The introduction of collage to modern art shortly after the turn of the twentieth century revolutionised both the material and conceptual conditions for art making henceforth. But while collage initially emerged as a way to break the rules of traditional painting and monolithic sculpture, the term itself soon became the subject of debate and controversy, raising questions about its role as mediator between popular visual culture and high art. And indeed, by the mid 1970s, collage had transformed from a defined artistic practice to a sweeping visual dialect that extends across disciplines; doing so at the risk of undermining its potency as an artistic strategy.
This lecture sets out to explore several of the physical, ideological and historical extremities of collage through the prism of four artworks by Max Ernst, René Magritte, John Stezaker and Sherrie Levine. Operating in two pivotal moments in the history of collage (Ernst and Magritte in the 1920s, Levine and Stezaker in the 1970s) each one of these artists attempted to redefine the limits of collage by replacing material and technical questions such as ‘what collages should look like?’, or ‘what they are made of?’, with a strategic approach centred on what collages do?

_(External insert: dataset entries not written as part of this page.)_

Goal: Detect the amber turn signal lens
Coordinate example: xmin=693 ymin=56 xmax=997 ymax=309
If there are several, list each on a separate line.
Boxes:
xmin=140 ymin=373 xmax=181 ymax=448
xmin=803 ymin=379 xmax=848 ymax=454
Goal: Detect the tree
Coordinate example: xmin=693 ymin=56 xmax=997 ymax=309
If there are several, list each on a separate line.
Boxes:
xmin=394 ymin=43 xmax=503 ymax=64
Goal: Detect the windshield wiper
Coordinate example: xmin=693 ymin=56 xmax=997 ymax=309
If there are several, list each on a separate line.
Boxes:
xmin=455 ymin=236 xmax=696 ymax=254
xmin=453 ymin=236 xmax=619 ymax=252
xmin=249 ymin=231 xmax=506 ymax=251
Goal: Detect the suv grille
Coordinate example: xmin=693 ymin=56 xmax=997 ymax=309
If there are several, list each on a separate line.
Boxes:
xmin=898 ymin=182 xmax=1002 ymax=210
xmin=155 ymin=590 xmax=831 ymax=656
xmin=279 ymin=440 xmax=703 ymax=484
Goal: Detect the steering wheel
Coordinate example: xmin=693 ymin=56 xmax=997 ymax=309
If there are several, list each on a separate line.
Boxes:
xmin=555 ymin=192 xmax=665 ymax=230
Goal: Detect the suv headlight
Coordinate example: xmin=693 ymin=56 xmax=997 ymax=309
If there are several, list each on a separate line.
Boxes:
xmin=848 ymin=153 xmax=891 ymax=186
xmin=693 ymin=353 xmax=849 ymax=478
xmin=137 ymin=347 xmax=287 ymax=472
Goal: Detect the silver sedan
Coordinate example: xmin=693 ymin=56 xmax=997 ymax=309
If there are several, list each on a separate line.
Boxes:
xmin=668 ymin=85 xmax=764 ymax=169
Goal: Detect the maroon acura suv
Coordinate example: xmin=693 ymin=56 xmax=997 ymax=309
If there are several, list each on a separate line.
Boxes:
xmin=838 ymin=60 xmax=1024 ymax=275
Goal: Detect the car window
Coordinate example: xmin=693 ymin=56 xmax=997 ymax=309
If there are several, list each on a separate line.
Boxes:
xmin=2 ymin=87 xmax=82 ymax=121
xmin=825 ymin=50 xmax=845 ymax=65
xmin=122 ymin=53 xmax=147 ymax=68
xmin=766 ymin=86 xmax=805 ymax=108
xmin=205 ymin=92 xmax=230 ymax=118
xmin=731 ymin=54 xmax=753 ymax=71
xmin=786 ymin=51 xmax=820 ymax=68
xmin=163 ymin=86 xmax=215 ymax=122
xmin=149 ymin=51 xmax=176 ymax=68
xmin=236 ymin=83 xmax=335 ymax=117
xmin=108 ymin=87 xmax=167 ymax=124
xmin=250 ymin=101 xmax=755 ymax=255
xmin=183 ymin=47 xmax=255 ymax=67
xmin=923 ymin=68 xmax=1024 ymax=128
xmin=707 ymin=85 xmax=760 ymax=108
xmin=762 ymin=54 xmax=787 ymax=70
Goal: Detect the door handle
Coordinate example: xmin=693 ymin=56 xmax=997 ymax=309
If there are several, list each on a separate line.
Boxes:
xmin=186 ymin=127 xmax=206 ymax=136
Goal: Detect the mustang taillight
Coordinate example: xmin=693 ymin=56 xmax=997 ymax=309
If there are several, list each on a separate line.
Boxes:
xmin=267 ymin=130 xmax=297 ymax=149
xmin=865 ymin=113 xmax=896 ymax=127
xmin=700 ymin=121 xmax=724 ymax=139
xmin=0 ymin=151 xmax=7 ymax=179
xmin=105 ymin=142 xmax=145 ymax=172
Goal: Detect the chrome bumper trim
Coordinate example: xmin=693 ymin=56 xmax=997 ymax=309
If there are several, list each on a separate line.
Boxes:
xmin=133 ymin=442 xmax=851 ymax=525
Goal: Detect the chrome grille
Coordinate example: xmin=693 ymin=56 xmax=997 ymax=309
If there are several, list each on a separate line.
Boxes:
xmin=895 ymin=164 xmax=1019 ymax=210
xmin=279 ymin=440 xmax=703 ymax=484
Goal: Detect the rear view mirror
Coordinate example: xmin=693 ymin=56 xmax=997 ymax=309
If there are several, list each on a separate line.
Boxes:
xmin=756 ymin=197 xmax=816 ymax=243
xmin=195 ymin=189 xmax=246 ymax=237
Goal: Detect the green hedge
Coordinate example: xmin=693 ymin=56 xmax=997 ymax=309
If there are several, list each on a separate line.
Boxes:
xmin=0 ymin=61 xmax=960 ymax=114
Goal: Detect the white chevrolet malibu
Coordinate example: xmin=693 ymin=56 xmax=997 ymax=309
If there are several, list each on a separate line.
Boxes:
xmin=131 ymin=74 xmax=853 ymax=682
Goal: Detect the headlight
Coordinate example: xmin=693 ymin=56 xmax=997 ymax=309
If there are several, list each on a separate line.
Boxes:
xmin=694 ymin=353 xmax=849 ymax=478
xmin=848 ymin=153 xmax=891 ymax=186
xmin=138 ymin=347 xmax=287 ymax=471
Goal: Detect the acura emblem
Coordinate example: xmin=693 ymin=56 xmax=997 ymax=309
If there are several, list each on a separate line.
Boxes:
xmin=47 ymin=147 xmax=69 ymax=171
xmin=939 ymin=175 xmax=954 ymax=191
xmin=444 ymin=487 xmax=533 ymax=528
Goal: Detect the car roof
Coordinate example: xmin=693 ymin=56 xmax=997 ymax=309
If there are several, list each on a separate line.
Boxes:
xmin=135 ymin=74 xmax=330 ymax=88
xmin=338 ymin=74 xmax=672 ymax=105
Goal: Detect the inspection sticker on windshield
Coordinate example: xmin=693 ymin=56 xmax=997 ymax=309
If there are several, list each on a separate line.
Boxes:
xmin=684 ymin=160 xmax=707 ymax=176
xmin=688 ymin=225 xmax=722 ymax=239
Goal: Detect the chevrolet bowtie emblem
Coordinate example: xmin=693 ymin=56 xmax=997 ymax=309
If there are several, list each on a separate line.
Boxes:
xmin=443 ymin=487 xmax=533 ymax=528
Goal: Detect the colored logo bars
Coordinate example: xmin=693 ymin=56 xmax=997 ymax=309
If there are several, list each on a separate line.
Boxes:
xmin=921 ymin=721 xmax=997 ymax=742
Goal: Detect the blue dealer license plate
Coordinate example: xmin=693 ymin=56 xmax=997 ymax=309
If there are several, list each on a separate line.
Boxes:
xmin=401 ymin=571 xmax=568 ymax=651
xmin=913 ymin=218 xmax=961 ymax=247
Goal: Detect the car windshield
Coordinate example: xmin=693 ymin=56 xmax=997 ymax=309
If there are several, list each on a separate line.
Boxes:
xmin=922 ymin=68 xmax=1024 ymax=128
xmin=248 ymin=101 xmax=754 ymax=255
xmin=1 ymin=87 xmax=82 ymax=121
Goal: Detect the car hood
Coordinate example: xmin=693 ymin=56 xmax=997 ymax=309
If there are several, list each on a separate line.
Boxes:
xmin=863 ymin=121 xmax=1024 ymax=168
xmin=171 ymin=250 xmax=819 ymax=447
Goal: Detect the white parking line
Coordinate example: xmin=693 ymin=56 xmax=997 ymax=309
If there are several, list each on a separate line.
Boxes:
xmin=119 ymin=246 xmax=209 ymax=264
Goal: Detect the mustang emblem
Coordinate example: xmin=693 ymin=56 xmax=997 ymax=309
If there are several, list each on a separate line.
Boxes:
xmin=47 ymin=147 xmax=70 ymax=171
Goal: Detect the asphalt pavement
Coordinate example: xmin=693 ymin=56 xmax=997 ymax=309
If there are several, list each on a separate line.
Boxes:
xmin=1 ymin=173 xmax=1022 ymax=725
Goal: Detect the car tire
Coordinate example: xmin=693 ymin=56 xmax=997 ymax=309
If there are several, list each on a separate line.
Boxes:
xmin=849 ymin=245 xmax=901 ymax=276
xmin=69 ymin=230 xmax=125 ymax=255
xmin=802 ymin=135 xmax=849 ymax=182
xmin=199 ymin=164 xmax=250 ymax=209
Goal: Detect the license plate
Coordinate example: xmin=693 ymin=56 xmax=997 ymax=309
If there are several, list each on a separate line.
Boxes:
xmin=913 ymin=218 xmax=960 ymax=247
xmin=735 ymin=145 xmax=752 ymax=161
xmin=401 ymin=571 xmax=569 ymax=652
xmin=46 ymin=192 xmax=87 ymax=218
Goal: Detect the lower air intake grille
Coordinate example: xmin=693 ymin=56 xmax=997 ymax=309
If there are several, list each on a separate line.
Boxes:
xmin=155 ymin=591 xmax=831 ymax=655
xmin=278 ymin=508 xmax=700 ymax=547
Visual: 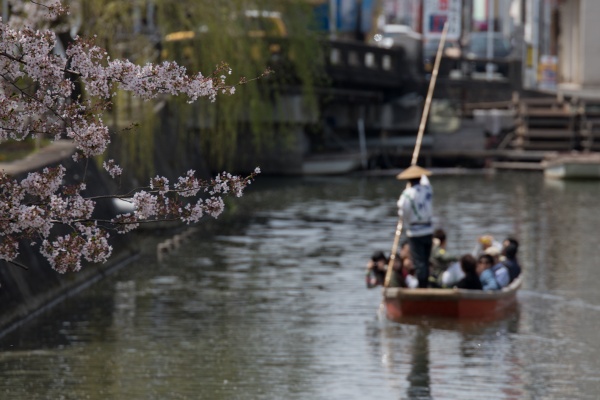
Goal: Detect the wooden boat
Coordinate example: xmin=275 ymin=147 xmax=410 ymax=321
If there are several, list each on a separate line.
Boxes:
xmin=542 ymin=153 xmax=600 ymax=179
xmin=302 ymin=153 xmax=363 ymax=175
xmin=382 ymin=275 xmax=522 ymax=321
xmin=379 ymin=26 xmax=523 ymax=322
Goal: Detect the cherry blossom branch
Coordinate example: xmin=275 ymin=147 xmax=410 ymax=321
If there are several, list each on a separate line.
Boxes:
xmin=0 ymin=2 xmax=263 ymax=274
xmin=7 ymin=260 xmax=29 ymax=270
xmin=0 ymin=70 xmax=69 ymax=125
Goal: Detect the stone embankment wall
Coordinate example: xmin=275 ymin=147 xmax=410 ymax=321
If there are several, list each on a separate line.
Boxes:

Yuval Etgar is an art historian and curator, specialising in the history and theory of collage and image appropriation. He is currently acting as Director of Research and Exhibitions at Luxembourg + Co., London and New York, and Adjunct Curator at the Bauhaus Foundation, Tel Aviv. He holds a PhD in History and Theory of Contemporary Art from The Ruskin School of Art, Saint Edmund Hall, the University of Oxford, and an MA in Curatorial Studies from the Royal College of Art, London. Among his publications, Etgar is the author of John Stezaker: At the Edge of Pictures (Buchhandlung Walther und Franz Koenig, 2020), and editor of the anthology The Ends of Collage (Luxembourg & Dayan, 2017).